President Trump’s Beijing visit, accompanied by CEOs including Elon Musk and Jensen Huang, puts tariffs, rare earths, AI, Iran, and Taiwan at the center of high-stakes U.S.-China talks. U.S. wholesale inflation rose 6% year-over-year in April, the sharpest increase since 2022, while Kevin Warsh won Senate confirmation as the next Fed chair. OPEC said oil flows have been hurt by the Strait of Hormuz closure, with supplies down 30% since the Iran war began and significant demand risks still looming.

Analysis

The setup is less about a single headline outcome and more about whether diplomacy can delay a broader repricing of the macro regime. If the talks reduce tariff intensity or unlock selective export/licensing concessions, the near-term beneficiaries are the large-cap semis and platform names with the most China revenue sensitivity, but the bigger market effect would be a compression of the geopolitical risk premium that has recently supported defense, energy, and domestic re-shoring beneficiaries. That matters because the current equity tape is already pricing a lot of “no escalation,” so any incremental de-escalation may have a smaller upside response than a breakdown would have on the downside. For NVDA, the key issue is not just direct China demand but the second-order effect on supply chain planning and capex timing. Even a modest thaw could improve visibility on AI infrastructure procurement and reduce the probability of further export-control tightening, which is more important than any near-term order headline. TSLA is more binary: any positive optics around Chinese market access or regulatory goodwill could help sentiment, but the equity’s reaction will likely be capped unless it translates into durable volume or margin relief; absent that, it remains a trading vehicle for headline beta rather than a fundamental re-rate. The inflation and Fed backdrop is the more durable macro risk. Sticky wholesale prices plus energy disruption argue for a higher-for-longer rate path, which is a headwind for long-duration growth multiple expansion even if diplomacy goes well.
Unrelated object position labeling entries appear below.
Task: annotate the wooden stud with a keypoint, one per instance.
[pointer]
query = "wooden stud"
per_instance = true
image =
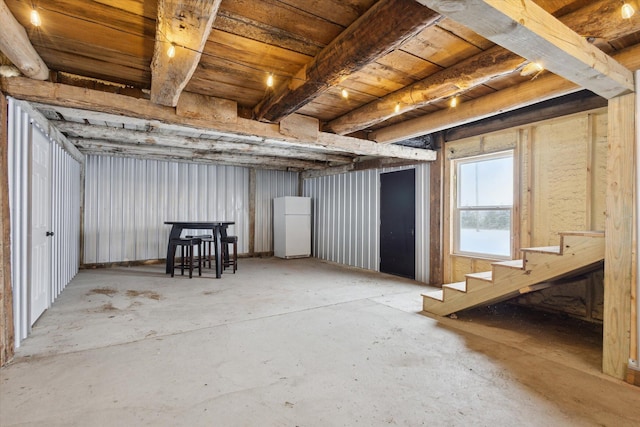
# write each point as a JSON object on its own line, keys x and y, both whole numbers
{"x": 436, "y": 179}
{"x": 619, "y": 239}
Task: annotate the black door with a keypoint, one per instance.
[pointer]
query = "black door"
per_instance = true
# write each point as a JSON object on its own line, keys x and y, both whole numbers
{"x": 398, "y": 223}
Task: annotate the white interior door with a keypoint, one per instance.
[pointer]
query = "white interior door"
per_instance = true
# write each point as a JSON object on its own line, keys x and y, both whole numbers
{"x": 40, "y": 268}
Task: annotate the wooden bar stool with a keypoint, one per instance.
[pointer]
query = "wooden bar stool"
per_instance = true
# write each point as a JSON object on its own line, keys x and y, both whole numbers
{"x": 187, "y": 246}
{"x": 207, "y": 253}
{"x": 228, "y": 260}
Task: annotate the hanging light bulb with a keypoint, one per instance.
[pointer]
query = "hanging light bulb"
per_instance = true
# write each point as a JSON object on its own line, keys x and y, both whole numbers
{"x": 35, "y": 18}
{"x": 627, "y": 11}
{"x": 172, "y": 51}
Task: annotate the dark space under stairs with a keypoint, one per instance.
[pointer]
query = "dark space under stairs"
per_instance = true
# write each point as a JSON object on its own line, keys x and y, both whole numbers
{"x": 578, "y": 251}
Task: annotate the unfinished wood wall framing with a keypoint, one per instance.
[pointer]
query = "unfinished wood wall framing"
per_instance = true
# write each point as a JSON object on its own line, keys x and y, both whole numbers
{"x": 560, "y": 168}
{"x": 6, "y": 300}
{"x": 618, "y": 274}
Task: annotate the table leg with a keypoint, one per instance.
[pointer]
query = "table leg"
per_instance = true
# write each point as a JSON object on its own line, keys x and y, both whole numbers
{"x": 176, "y": 230}
{"x": 217, "y": 235}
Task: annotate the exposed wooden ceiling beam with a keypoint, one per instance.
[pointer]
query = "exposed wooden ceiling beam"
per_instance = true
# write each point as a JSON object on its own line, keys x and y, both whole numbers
{"x": 471, "y": 72}
{"x": 478, "y": 69}
{"x": 543, "y": 88}
{"x": 102, "y": 147}
{"x": 381, "y": 29}
{"x": 119, "y": 105}
{"x": 526, "y": 29}
{"x": 186, "y": 24}
{"x": 165, "y": 139}
{"x": 15, "y": 44}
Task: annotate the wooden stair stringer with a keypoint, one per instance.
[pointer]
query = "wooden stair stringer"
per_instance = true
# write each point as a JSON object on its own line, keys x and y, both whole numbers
{"x": 576, "y": 251}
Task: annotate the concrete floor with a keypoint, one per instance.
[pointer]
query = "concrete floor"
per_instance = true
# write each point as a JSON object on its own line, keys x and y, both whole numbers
{"x": 299, "y": 343}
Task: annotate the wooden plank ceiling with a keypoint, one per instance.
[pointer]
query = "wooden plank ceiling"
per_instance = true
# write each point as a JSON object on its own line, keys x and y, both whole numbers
{"x": 112, "y": 88}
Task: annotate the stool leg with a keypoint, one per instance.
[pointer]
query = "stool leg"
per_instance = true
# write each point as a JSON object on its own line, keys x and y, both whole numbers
{"x": 190, "y": 249}
{"x": 182, "y": 249}
{"x": 235, "y": 257}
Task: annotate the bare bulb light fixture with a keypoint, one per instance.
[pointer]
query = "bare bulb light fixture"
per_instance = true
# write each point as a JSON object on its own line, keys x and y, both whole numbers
{"x": 35, "y": 18}
{"x": 627, "y": 11}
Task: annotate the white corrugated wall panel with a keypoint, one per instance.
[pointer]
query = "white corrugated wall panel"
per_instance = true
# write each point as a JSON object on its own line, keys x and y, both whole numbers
{"x": 346, "y": 218}
{"x": 65, "y": 187}
{"x": 269, "y": 185}
{"x": 127, "y": 202}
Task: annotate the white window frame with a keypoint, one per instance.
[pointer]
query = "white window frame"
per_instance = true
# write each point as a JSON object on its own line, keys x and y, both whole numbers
{"x": 456, "y": 211}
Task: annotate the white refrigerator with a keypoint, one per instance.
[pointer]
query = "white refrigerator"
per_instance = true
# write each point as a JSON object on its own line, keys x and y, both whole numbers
{"x": 292, "y": 227}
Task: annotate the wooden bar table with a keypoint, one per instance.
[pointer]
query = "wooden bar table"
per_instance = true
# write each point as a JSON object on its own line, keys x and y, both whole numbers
{"x": 218, "y": 229}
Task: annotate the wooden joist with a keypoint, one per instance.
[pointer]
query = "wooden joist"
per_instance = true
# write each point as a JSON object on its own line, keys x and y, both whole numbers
{"x": 186, "y": 25}
{"x": 118, "y": 105}
{"x": 15, "y": 44}
{"x": 509, "y": 99}
{"x": 481, "y": 68}
{"x": 471, "y": 72}
{"x": 381, "y": 29}
{"x": 221, "y": 144}
{"x": 119, "y": 148}
{"x": 528, "y": 30}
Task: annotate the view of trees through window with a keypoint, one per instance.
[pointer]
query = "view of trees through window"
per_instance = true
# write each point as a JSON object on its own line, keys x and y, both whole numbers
{"x": 483, "y": 205}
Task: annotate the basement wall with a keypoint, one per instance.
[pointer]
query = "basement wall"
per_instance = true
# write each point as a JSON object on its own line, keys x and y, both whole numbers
{"x": 64, "y": 216}
{"x": 128, "y": 200}
{"x": 560, "y": 166}
{"x": 346, "y": 218}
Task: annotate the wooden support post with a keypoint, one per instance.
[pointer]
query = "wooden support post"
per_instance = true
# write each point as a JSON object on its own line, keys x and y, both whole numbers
{"x": 618, "y": 238}
{"x": 436, "y": 179}
{"x": 252, "y": 211}
{"x": 6, "y": 296}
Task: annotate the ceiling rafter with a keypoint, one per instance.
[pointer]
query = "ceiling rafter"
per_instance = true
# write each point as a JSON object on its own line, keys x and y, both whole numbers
{"x": 526, "y": 29}
{"x": 185, "y": 24}
{"x": 117, "y": 105}
{"x": 481, "y": 68}
{"x": 15, "y": 44}
{"x": 158, "y": 138}
{"x": 381, "y": 29}
{"x": 509, "y": 99}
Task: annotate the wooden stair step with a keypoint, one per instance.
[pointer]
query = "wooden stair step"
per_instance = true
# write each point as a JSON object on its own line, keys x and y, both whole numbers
{"x": 515, "y": 263}
{"x": 458, "y": 286}
{"x": 543, "y": 250}
{"x": 483, "y": 275}
{"x": 434, "y": 295}
{"x": 596, "y": 233}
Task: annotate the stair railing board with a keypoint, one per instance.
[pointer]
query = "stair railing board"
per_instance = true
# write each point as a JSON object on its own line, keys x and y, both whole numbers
{"x": 576, "y": 251}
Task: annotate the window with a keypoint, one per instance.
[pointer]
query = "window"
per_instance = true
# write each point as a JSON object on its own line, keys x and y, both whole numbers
{"x": 483, "y": 205}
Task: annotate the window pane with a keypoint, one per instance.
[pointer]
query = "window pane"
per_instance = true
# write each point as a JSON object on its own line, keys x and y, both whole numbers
{"x": 486, "y": 182}
{"x": 486, "y": 232}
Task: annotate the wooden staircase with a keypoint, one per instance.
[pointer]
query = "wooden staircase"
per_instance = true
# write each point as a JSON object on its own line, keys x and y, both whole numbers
{"x": 578, "y": 250}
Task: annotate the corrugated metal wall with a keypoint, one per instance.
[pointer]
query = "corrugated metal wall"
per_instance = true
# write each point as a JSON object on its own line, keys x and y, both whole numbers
{"x": 127, "y": 202}
{"x": 346, "y": 218}
{"x": 269, "y": 185}
{"x": 66, "y": 219}
{"x": 65, "y": 185}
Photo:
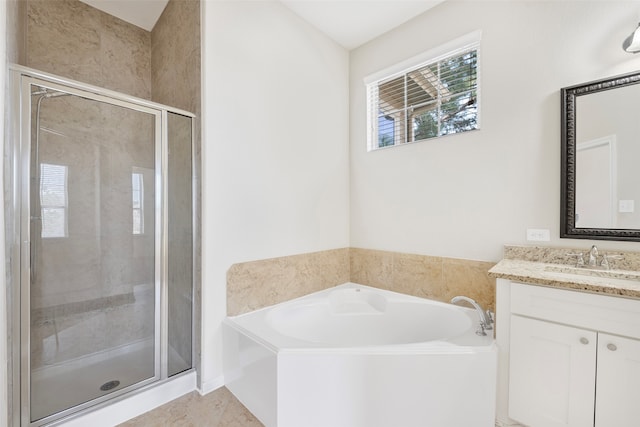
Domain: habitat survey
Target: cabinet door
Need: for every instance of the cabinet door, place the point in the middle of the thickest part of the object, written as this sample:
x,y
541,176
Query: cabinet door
x,y
552,374
618,382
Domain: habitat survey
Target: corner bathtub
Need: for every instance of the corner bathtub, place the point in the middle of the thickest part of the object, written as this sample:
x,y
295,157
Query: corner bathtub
x,y
356,356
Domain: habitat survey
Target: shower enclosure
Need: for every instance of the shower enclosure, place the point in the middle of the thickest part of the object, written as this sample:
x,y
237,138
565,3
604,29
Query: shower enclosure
x,y
102,252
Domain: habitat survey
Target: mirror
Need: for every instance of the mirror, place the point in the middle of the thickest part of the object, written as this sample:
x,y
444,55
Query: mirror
x,y
600,195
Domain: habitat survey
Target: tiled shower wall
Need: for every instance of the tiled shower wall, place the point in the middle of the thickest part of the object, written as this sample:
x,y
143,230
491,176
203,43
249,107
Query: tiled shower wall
x,y
257,284
175,81
71,39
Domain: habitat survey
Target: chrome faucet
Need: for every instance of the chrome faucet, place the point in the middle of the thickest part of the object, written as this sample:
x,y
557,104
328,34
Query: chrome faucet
x,y
593,256
486,320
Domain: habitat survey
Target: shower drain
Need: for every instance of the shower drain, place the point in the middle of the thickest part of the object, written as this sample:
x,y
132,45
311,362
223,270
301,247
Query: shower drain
x,y
109,385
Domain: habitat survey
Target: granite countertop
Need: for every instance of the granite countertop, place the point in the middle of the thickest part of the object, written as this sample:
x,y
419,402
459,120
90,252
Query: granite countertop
x,y
615,282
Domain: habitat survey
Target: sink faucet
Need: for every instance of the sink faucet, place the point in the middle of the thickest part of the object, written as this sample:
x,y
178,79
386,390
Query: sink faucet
x,y
593,256
486,321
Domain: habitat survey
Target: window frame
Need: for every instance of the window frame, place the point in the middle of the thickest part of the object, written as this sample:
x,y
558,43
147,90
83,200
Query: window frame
x,y
467,43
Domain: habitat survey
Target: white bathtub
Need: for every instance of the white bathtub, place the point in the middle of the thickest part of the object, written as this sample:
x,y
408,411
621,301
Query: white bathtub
x,y
356,356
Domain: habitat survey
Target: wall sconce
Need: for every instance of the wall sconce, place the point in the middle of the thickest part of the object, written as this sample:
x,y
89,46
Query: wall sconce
x,y
632,43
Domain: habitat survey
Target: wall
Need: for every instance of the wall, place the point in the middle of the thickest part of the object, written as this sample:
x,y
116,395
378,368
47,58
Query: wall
x,y
74,40
465,196
12,50
276,148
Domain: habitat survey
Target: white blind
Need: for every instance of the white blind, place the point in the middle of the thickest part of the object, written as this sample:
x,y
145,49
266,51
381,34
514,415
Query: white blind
x,y
53,200
435,98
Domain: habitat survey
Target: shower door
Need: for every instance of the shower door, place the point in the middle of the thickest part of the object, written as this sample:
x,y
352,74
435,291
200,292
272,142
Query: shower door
x,y
90,312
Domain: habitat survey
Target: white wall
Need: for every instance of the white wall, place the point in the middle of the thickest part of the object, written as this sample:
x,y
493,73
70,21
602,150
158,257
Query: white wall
x,y
467,195
275,148
3,311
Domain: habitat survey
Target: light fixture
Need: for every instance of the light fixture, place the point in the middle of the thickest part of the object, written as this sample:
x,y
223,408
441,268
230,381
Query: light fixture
x,y
632,43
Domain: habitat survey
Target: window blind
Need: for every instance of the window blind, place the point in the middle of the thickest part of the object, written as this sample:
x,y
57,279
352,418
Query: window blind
x,y
435,98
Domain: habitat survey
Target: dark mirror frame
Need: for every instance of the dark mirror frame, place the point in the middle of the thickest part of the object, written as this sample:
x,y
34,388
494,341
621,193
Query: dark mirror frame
x,y
568,160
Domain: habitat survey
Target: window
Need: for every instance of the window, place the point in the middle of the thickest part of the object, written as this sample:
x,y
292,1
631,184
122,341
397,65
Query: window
x,y
435,97
53,200
137,195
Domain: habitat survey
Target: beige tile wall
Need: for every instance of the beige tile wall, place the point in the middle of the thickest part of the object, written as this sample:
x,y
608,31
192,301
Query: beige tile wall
x,y
257,284
74,40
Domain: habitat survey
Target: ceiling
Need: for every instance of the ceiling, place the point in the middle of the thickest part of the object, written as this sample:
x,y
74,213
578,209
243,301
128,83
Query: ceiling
x,y
350,23
142,13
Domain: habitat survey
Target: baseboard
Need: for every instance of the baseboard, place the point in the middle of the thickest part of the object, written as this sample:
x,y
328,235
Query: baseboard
x,y
502,423
209,386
In other words, a favorable U.S.-China outcome may lift the index on narrative, but real earnings discount rates are still being pushed the wrong way by inflation and oil, so breadth should remain narrow and leadership fragile. The contrarian view is that the market may be underpricing how much a symbolic trade détente could matter for cyclicals and semis over the next 3-6 months, while overpricing the immediate uplift to megacap tech. If the meeting produces concrete implementation steps rather than vague language, the winners could be the industrial and supply-chain names tied to reconfiguration rather than the obvious headline names. Conversely, if the optics disappoint, the move could reverse quickly because positioning in China-sensitive tech is likely crowded into the event.